The phrase "created man on it" (ādām) is universal in scope. Isaiah is not speaking only of Israel; he is asserting that every human being, including Cyrus, owes his existence to the LORD. This demolishes any theological basis for Cyrus to attribute his victories to Marduk or any Babylonian deity — a claim the historical Cyrus Cylinder actually makes. The prophet is engaged in a direct polemic against the polytheistic cosmologies of the ancient Near East: there is one Creator, and therefore one Sovereign Lord of history.
Verse 13 — "I have raised him up in righteousness"

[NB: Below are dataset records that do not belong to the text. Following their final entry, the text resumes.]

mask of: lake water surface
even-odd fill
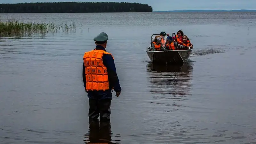
[[[0,14],[8,19],[76,31],[0,37],[0,143],[256,144],[256,13]],[[151,35],[180,29],[194,45],[189,62],[151,63]],[[99,125],[82,72],[101,32],[123,90]]]

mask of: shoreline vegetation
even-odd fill
[[[79,28],[82,31],[82,26]],[[53,23],[40,22],[36,23],[28,21],[21,22],[9,20],[8,21],[0,21],[0,36],[21,36],[34,33],[45,34],[47,33],[60,32],[68,33],[76,32],[75,22],[68,24],[61,23],[58,25]]]
[[[0,13],[152,12],[147,4],[126,2],[30,3],[0,4]]]

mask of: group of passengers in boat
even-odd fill
[[[167,36],[164,39],[166,35]],[[177,41],[176,40],[177,39]],[[190,50],[193,48],[188,36],[184,35],[181,30],[179,30],[176,36],[172,37],[164,31],[160,33],[160,36],[155,37],[151,43],[151,49],[149,51],[172,51]]]

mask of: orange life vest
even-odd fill
[[[187,41],[187,42],[188,43],[187,44],[186,44],[184,42],[182,42],[182,44],[185,46],[190,46],[191,45],[191,44],[190,43],[190,41]]]
[[[161,44],[159,44],[157,45],[156,43],[155,42],[153,42],[153,43],[155,46],[155,49],[156,49],[156,50],[160,51],[160,49],[161,48]]]
[[[85,52],[84,62],[85,67],[86,90],[105,91],[109,89],[107,67],[103,64],[104,54],[112,55],[103,50],[92,50]]]
[[[171,44],[166,44],[166,47],[169,50],[175,50],[174,43],[173,42],[172,42]]]

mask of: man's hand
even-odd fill
[[[121,92],[116,92],[116,97],[117,98],[118,98],[118,97],[119,96],[119,95],[120,95],[120,94],[121,93]]]

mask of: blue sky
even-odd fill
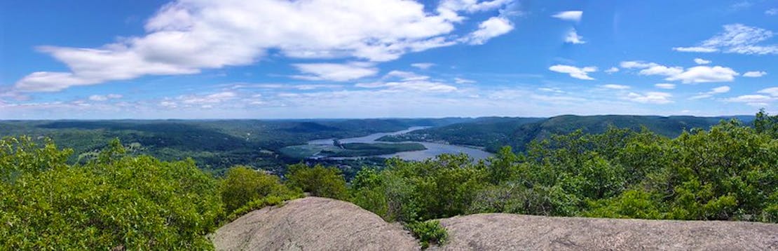
[[[778,113],[776,1],[0,7],[0,119]]]

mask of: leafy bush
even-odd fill
[[[448,239],[446,228],[440,225],[438,221],[415,221],[405,225],[413,236],[419,239],[422,249],[426,249],[430,245],[442,246]]]
[[[71,166],[53,143],[0,141],[0,249],[212,249],[216,180],[192,161],[123,152],[116,140]]]
[[[246,166],[230,169],[222,180],[222,200],[228,214],[266,197],[286,198],[299,193],[286,188],[278,176]]]
[[[251,212],[254,210],[262,209],[265,207],[270,206],[278,206],[282,204],[284,201],[294,200],[300,198],[303,194],[300,193],[286,193],[279,196],[270,195],[268,197],[264,197],[261,198],[255,199],[254,200],[249,201],[246,204],[244,204],[240,207],[238,207],[232,214],[225,218],[224,222],[230,222],[234,221],[239,217]]]
[[[309,167],[305,164],[291,165],[286,174],[286,184],[310,195],[338,200],[348,197],[345,180],[340,170],[321,165]]]
[[[485,162],[441,155],[363,169],[351,200],[387,221],[462,214],[778,221],[778,116],[670,139],[643,128],[580,131],[504,148]]]

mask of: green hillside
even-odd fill
[[[562,115],[548,119],[485,117],[439,127],[412,131],[401,135],[380,138],[387,141],[442,141],[454,145],[485,147],[496,152],[500,147],[510,145],[517,151],[524,151],[527,143],[542,140],[555,134],[568,134],[576,130],[584,133],[605,132],[608,127],[640,131],[642,127],[657,134],[675,138],[684,131],[694,128],[708,129],[722,120],[738,118],[745,123],[753,120],[753,116],[740,117],[692,117],[692,116],[637,116],[637,115]]]

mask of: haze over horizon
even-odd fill
[[[0,120],[778,113],[778,2],[2,1]]]

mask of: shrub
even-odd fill
[[[442,246],[446,243],[446,239],[448,239],[448,232],[438,221],[411,222],[406,224],[405,228],[411,231],[414,237],[419,239],[422,249],[426,249],[430,245]]]
[[[310,195],[338,200],[349,197],[345,180],[340,170],[321,165],[309,167],[305,164],[291,165],[286,175],[286,184]]]
[[[123,152],[114,140],[71,166],[53,143],[0,141],[0,249],[212,249],[216,180],[191,160]]]
[[[278,176],[245,166],[230,169],[222,180],[222,201],[228,214],[251,201],[268,196],[292,197],[296,193],[281,183]]]

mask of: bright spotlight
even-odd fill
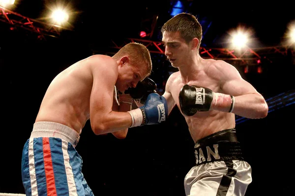
[[[248,42],[248,36],[245,33],[238,32],[233,36],[232,43],[236,47],[241,48],[246,46]]]
[[[15,0],[0,0],[0,5],[5,6],[14,4]]]
[[[54,21],[59,24],[67,21],[69,19],[68,14],[61,9],[57,9],[53,11],[51,17]]]
[[[295,27],[290,31],[289,36],[292,43],[295,43]]]

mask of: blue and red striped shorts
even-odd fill
[[[34,124],[25,144],[22,178],[28,196],[93,196],[82,172],[82,159],[72,144],[77,132],[51,122]]]

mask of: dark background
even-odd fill
[[[51,80],[76,61],[103,50],[113,39],[139,38],[143,19],[159,16],[152,41],[160,41],[159,29],[171,18],[175,1],[63,1],[74,12],[73,31],[57,38],[37,38],[36,34],[0,21],[1,142],[0,193],[24,193],[22,184],[22,148],[30,137],[43,96]],[[287,4],[255,1],[200,3],[182,1],[186,12],[197,16],[205,35],[204,47],[226,48],[222,38],[242,24],[251,27],[256,47],[276,46],[286,38],[288,25],[295,19]],[[58,1],[16,1],[11,10],[23,16],[44,20],[49,5]],[[210,25],[209,25],[209,24]],[[206,32],[205,32],[206,31]],[[150,78],[159,88],[168,78],[167,62],[152,54]],[[294,90],[294,56],[263,65],[264,72],[244,74],[266,99]],[[166,67],[165,67],[166,66]],[[159,89],[158,89],[159,90]],[[295,174],[291,159],[295,130],[295,104],[275,109],[263,119],[236,125],[245,160],[252,168],[253,182],[247,196],[291,195]],[[76,149],[84,161],[83,172],[95,195],[184,196],[183,179],[194,165],[194,143],[178,109],[165,123],[129,129],[126,138],[95,136],[89,122]]]

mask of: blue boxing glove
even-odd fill
[[[142,107],[128,112],[132,119],[130,127],[145,124],[154,124],[165,122],[168,115],[166,99],[156,93],[151,93]]]

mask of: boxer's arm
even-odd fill
[[[156,94],[150,94],[146,104],[131,110],[132,112],[113,111],[114,87],[117,79],[118,66],[109,56],[99,55],[97,58],[90,59],[93,83],[89,104],[90,122],[95,134],[165,121],[167,111],[166,99]]]
[[[168,115],[170,114],[170,112],[171,112],[171,111],[173,109],[173,107],[175,106],[176,104],[175,101],[172,97],[172,95],[171,94],[171,92],[170,90],[170,88],[171,88],[171,86],[172,86],[171,84],[172,82],[174,80],[173,78],[173,77],[174,77],[174,74],[172,74],[170,75],[167,80],[165,86],[165,92],[163,95],[163,97],[166,98],[167,101],[167,105],[168,106]]]
[[[131,105],[128,103],[121,102],[120,105],[114,100],[113,105],[113,110],[118,112],[127,112],[131,109]],[[128,133],[128,128],[120,130],[119,131],[113,132],[111,133],[117,138],[123,139],[126,138]]]
[[[221,90],[225,94],[234,97],[232,112],[249,119],[266,117],[268,108],[263,97],[242,78],[236,68],[224,61],[218,61],[216,68],[221,75]]]
[[[90,122],[93,131],[100,135],[128,128],[132,122],[130,115],[127,112],[113,111],[118,64],[108,56],[95,56],[89,60],[93,79],[89,103]]]

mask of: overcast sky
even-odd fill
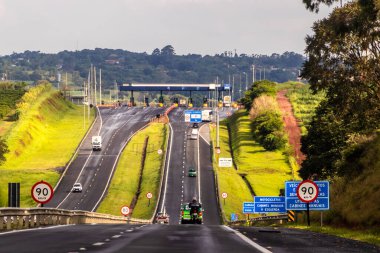
[[[0,0],[0,55],[99,48],[303,53],[319,14],[302,0]]]

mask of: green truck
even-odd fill
[[[202,205],[197,202],[182,204],[181,206],[181,224],[202,224],[203,209]]]

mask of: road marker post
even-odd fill
[[[302,181],[297,187],[297,197],[306,203],[307,226],[310,227],[310,202],[316,200],[319,194],[319,188],[316,183],[311,180]]]

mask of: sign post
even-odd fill
[[[120,212],[122,215],[124,216],[128,216],[129,212],[130,212],[130,209],[128,206],[122,206],[121,209],[120,209]]]
[[[45,203],[51,200],[54,191],[49,183],[41,181],[33,185],[31,194],[34,201],[40,203],[41,207],[43,207]]]
[[[223,203],[224,203],[224,205],[226,205],[226,198],[228,197],[228,194],[227,194],[227,192],[223,192],[222,193],[222,198],[223,198]]]
[[[302,181],[297,187],[297,197],[306,203],[307,225],[310,227],[310,202],[317,199],[319,193],[318,186],[311,180]]]
[[[146,194],[146,197],[148,198],[148,206],[150,205],[150,199],[153,197],[153,194],[151,192],[148,192]]]

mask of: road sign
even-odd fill
[[[254,213],[285,213],[285,197],[255,196]]]
[[[292,210],[288,210],[288,221],[295,221],[295,213]]]
[[[254,202],[244,202],[243,203],[243,213],[255,213],[255,203]]]
[[[232,167],[232,158],[219,158],[219,167],[230,168]]]
[[[305,203],[316,200],[318,192],[318,186],[311,180],[304,180],[297,187],[297,197]]]
[[[54,191],[49,183],[41,181],[33,185],[31,193],[34,201],[45,204],[51,200]]]
[[[127,216],[130,212],[130,209],[128,206],[122,206],[120,212],[122,215]]]
[[[238,215],[235,213],[231,213],[231,221],[237,221]]]
[[[307,210],[306,203],[302,202],[297,196],[297,188],[300,181],[287,181],[285,182],[285,208],[286,210]],[[310,210],[329,210],[329,182],[328,181],[314,181],[318,186],[318,197],[313,202],[310,202]]]
[[[186,110],[185,122],[200,123],[202,122],[202,111],[199,110]]]

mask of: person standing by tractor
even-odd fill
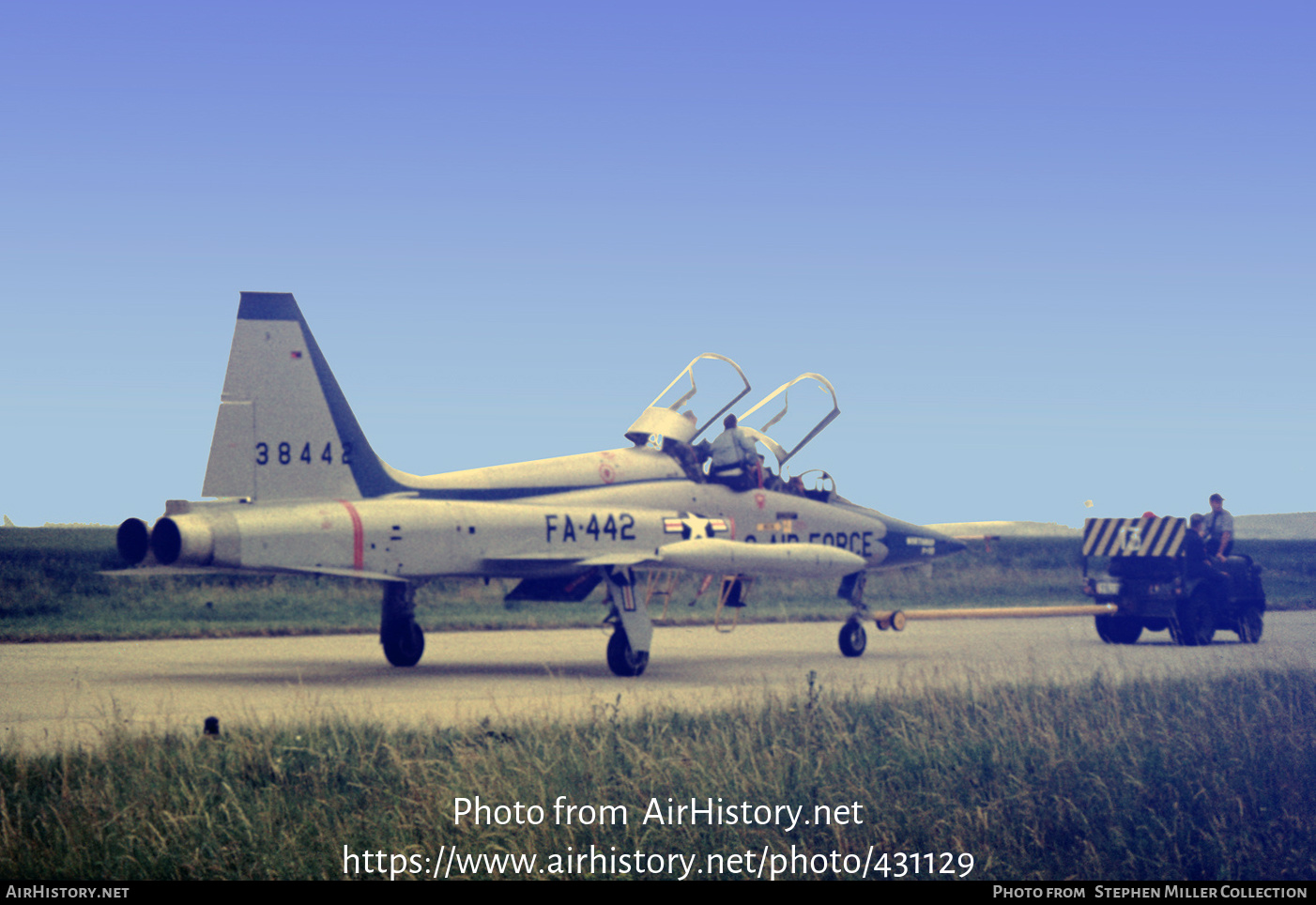
[[[1207,535],[1207,555],[1224,562],[1233,550],[1233,516],[1225,509],[1225,499],[1211,495],[1211,514],[1205,517],[1203,530]]]

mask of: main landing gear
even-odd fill
[[[846,575],[841,579],[841,588],[836,592],[837,597],[845,597],[850,601],[850,606],[854,608],[850,618],[841,626],[841,634],[837,637],[837,645],[845,656],[863,656],[863,651],[867,650],[869,633],[863,630],[863,621],[866,618],[871,618],[882,631],[888,629],[904,631],[905,614],[900,610],[878,613],[876,616],[869,610],[867,604],[863,602],[863,585],[866,583],[866,572]]]
[[[630,647],[630,638],[620,625],[612,630],[608,638],[608,668],[617,676],[644,675],[649,666],[649,651],[636,651]]]
[[[416,625],[415,588],[408,581],[384,584],[379,613],[379,642],[393,666],[416,666],[425,652],[425,633]]]
[[[629,568],[609,568],[605,577],[612,601],[608,621],[615,626],[608,638],[608,668],[617,676],[638,676],[649,666],[654,637],[649,604],[636,593],[636,575]]]

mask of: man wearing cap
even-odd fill
[[[1224,560],[1233,550],[1233,516],[1225,509],[1225,499],[1211,495],[1211,514],[1207,516],[1203,530],[1207,534],[1207,555]]]

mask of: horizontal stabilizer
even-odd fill
[[[133,568],[116,568],[97,572],[109,579],[176,579],[187,576],[217,576],[217,575],[329,575],[336,579],[361,579],[362,581],[400,581],[407,579],[386,572],[363,572],[355,568],[329,568],[329,567],[299,567],[299,566],[268,566],[263,568],[226,568],[222,566],[137,566]]]
[[[676,541],[658,551],[665,567],[691,572],[841,577],[865,567],[863,556],[821,543],[742,543],[721,538]]]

The pronoun "him" refers to Cyrus, named explicitly in verse 1 and addressed throughout the oracle. The verb "raised up" (hēʿîrtî, "I have stirred up" or "aroused") carries the sense of God awakening or summoning someone for a specific mission — the same verb used of Cyrus in 41:2 and 45:1. This is not a passive permission but an active divine initiative. God did not merely foresee Cyrus; He prepared, shaped, and moved him.
The key word is ṣeḏeq, "righteousness." In Isaiah's vocabulary, ṣeḏeq is far richer than mere moral rectitude. It denotes covenant faithfulness, right order, salvific justice — it is the quality of God's own action when He acts to restore what is broken and liberate what is captive. God raises Cyrus in or for righteousness: the mission of the pagan king is enrolled into the LORD's own righteous purpose, which is the release of the exiles and the rebuilding of Jerusalem. The remainder of verse 13 (not quoted here but essential context) makes this explicit: "he will build my city and set my exiles free, but not for a price or reward."
The Typological Sense
The Church Fathers, reading these verses through Christ, recognized in Cyrus one of the most striking Old Testament types of the Messiah. Just as Cyrus was "anointed" (the literal meaning of , applied to Cyrus in 45:1, making him the only non-Israelite given this title in Scripture) by God without his full knowledge to liberate captives without price, so Christ is the true Anointed One who liberates humanity from the captivity of sin — also without price, also by God's initiative, also in righteousness. The connection between creation (v. 12) and redemption (v. 13) is itself typologically profound: the same divine power that brought the world into being from nothing is the power that brings new creation from the ruins of exile — and ultimately from the tomb.
Catholic tradition illuminates these verses with singular depth at three levels.
Creation as the Foundation of Redemption. The Catechism of the Catholic Church teaches that "creation is the foundation of all God's saving plans" (CCC 280). Isaiah 45:12 enacts this principle: God's authority to commission Cyrus and to redeem Israel flows directly from His identity as Creator. This is not merely rhetorical — it reflects the ontological reality that the God who makes has an absolute claim on what He has made. St. Irenaeus of Lyons, combating Gnostic dualism, cited precisely this unity of Creator and Redeemer as the heart of orthodox faith: the God of the Old Testament who creates is the same Father revealed by Christ who redeems (Adversus Haereses III.10). There are not two gods, one of creation and one of salvation — there is one LORD, and both acts flow from the same infinite love and power.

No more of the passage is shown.